The first bundle was introduced to us as the Humble Indie Bundle in May 2010, showcasing (naturally) games from independent developers, including Aquaria, Gish, Penumbra: Overture and Lugaru HD. An admirable package, especially when the cost to me was whatever could pay or I wanted to or pay. I was attracted to this first bundle because it also included World of Goo, a strange and gooey bridge building game that spoke to the engineer in me. So I ponied up some bucks, it split it between the devs, the EFF and Child’s Play, and went on my merry way with a handful of downloadable, multi-platform, and more importantly, DRM-free games. And it was a win for everyone involved – I got games, the devs got some dough as well as some publicity, and some worthy non-profits got donations.
Luckily for everyone involved, the program continued, spawning around 20 additional bundles from 2010 to now serving up great indie DRM-free games to the masses. A couple of them were even for books and music. Last month though they switched it up a little bit, partnering with THQ for an exclusive bundle of their games instead of sticking with the indie route. There was some solid stuff in there – Saints Row The Third, Darksiders, a couple of Company of Heroes titles, Red Faction Armageddon and Metro 2033. Users could still pay what they wanted and decide how much of it went to non-profits, but with a minor difference in this iteration – what users would get were Steam keys instead of DRM-free downloads, and cross-platform became Windows only. This in turn caused humble loyalists to splinter into two camps – those who loved the idea of being able to get triple A studio games for pennies on the dollar, and those who thought that a partnership with THQ was a betrayal to the brand that had been built since their first indie bundle. The former’s argument was tough to argue against – it was a pack of games that would normally cost hundreds available for just a few bucks. The latter on the other hand, felt that this was a great deal for THQ, who was teetering on the brink of implosion, to use the Humble name for a last ditch sales effort and sully the Humble brand image.
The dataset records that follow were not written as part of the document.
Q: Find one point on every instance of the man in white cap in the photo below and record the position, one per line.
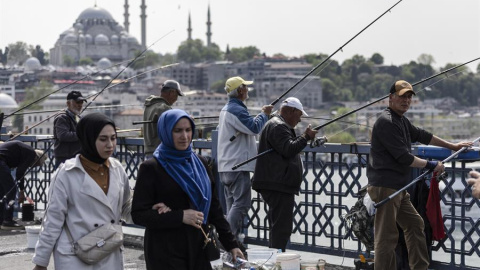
(154, 107)
(236, 143)
(389, 170)
(278, 174)
(15, 154)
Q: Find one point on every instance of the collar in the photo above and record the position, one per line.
(92, 165)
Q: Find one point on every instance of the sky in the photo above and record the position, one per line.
(449, 30)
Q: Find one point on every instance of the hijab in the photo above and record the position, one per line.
(183, 166)
(88, 129)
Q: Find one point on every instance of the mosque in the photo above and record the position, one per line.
(95, 34)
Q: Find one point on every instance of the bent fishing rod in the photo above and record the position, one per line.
(325, 60)
(128, 65)
(61, 88)
(376, 205)
(321, 140)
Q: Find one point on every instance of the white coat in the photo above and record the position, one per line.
(75, 198)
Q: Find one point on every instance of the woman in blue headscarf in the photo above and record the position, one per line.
(178, 177)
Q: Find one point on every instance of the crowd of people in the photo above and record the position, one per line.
(174, 196)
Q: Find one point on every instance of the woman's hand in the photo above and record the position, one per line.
(236, 252)
(161, 208)
(193, 218)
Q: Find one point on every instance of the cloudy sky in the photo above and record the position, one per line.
(449, 30)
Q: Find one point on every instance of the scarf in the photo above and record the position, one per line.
(183, 166)
(88, 129)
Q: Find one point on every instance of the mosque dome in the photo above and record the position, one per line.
(70, 38)
(115, 39)
(104, 63)
(95, 13)
(101, 39)
(32, 64)
(88, 39)
(7, 102)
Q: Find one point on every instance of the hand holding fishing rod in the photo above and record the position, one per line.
(431, 167)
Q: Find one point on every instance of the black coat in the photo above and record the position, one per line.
(169, 243)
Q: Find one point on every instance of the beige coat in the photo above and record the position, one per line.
(75, 198)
In the end I guess it didn’t work out for THQ on its own, since as of yesterday they filed for chapter 11 bankruptcy. They were rescued though, so their upcoming titles will in fact stay under development instead of being tossed in the bin. Clearlake Capital stepped in with some cash to save the day, and in the process revealed three new titles THQ has in the pipe – Evolve from Turtle Rock, 1666 from THQ Montreal and Atlas from Relic.
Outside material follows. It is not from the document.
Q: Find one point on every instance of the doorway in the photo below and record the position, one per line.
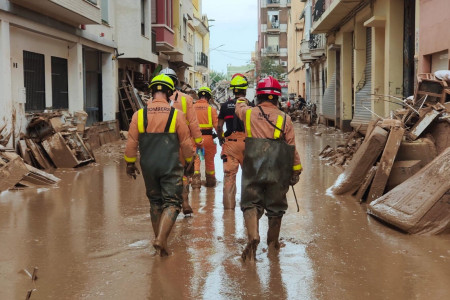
(92, 85)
But I digress. As good as the THQ bundle offer was for users (well, Windows users), and despite the $5 million they raised in 2 weeks, there was fear out there that Humble had abandoned its indie roots and settled on a Windows-only “Steam key” platform moving forward. But that simply isn’t the case. In response to questions from Ars Technica, the folks at humble assured fans that they will “never stop creating Humble Indie Bundles… and the other bundle types we’ve successfully launched this year. But we’re also eager to see if our pay-what-you-want plus charity model meshes with critically acclaimed AAA content as well.” And they made good on their word. Their new bundle is the Humble Indie Bundle 7, and I think it’s one of the best ones they’ve released yet. The new set includes the already popular Dungeon Defenders, as well as the movie Indie Game.
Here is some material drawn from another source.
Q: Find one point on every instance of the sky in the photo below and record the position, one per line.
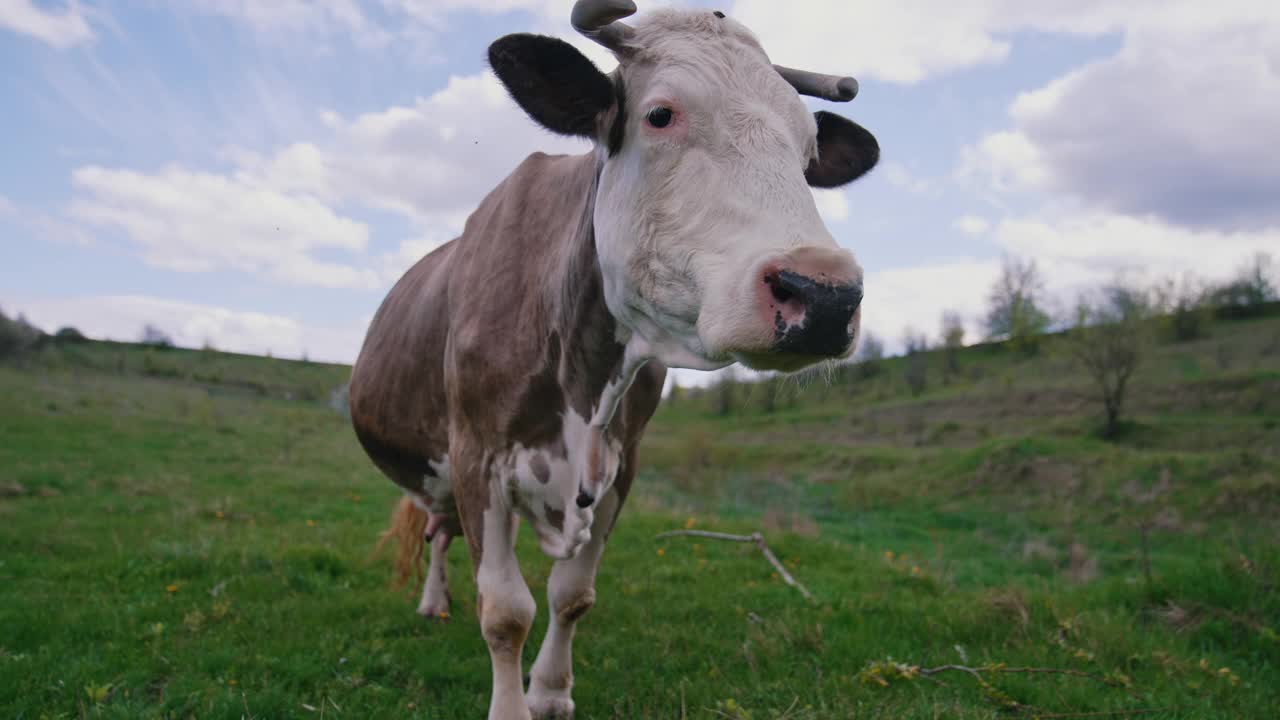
(255, 174)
It was important for them to come back with this Bundle quickly after the THQ partnership, if anything else to let users know that they will never abandon their roots – great games, pay what you want, money for charity, a cross-platform experience, and no DRM. Check out humblebundle.com to not only grab HIB 7, but every bundle going forward as they become available. You can do some good while filling your game library.